In deze zaak heeft het Gerechtshof 's-Hertogenbosch op 26 november 2020 uitspraak gedaan in hoger beroep over de partneralimentatie en de draagplicht van partijen met betrekking tot een schuld aan de Staat. De man, verzoeker in hoger beroep, was het niet eens met de beschikking van de rechtbank Limburg (Maastricht) van 19 augustus 2019, waarin de partneralimentatie was vastgesteld op € 1.631,- per maand en waarin de rechtbank had overwogen dat beide partijen voor 50% draagplichtig zijn voor een schuld aan het CJIB. De man heeft in hoger beroep verzocht om de partneralimentatie te verlagen naar € 500,- per maand en om te bepalen dat de schuld aan het CJIB volledig door de vrouw dient te worden voldaan.

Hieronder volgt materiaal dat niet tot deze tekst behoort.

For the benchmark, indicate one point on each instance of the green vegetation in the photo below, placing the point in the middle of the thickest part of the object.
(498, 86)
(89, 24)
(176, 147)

Tijdens de mondelinge behandeling op 13 augustus 2020 is de man verschenen, bijgestaan door zijn advocaat, terwijl de vrouw niet ter zitting is verschenen. Het hof heeft de feiten vastgesteld zoals deze door de rechtbank zijn vastgesteld, en heeft overwogen dat de man onvoldoende onderbouwd heeft dat de vrouw in haar eigen levensonderhoud kan voorzien. Het hof heeft de draagkracht van de man vastgesteld op € 672,- per maand, wat leidde tot een nieuwe beslissing over de partneralimentatie. De man is niet-ontvankelijk verklaard in zijn verzoek met betrekking tot de draagplicht voor de schuld aan de Staat, omdat het hof oordeelde dat de rechtbank geen bindende eindbeslissing had genomen over dit punt.
Uiteindelijk heeft het hof de beschikking van de rechtbank vernietigd voor zover het betreft de partneralimentatie, en heeft het de man verplicht om met ingang van 16 september 2019 een bedrag van € 1.085,- per maand aan de vrouw te betalen, met een toekomstige indexering. De beslissing is uitvoerbaar bij voorraad verklaard, en het hof heeft het meer of anders verzochte afgewezen.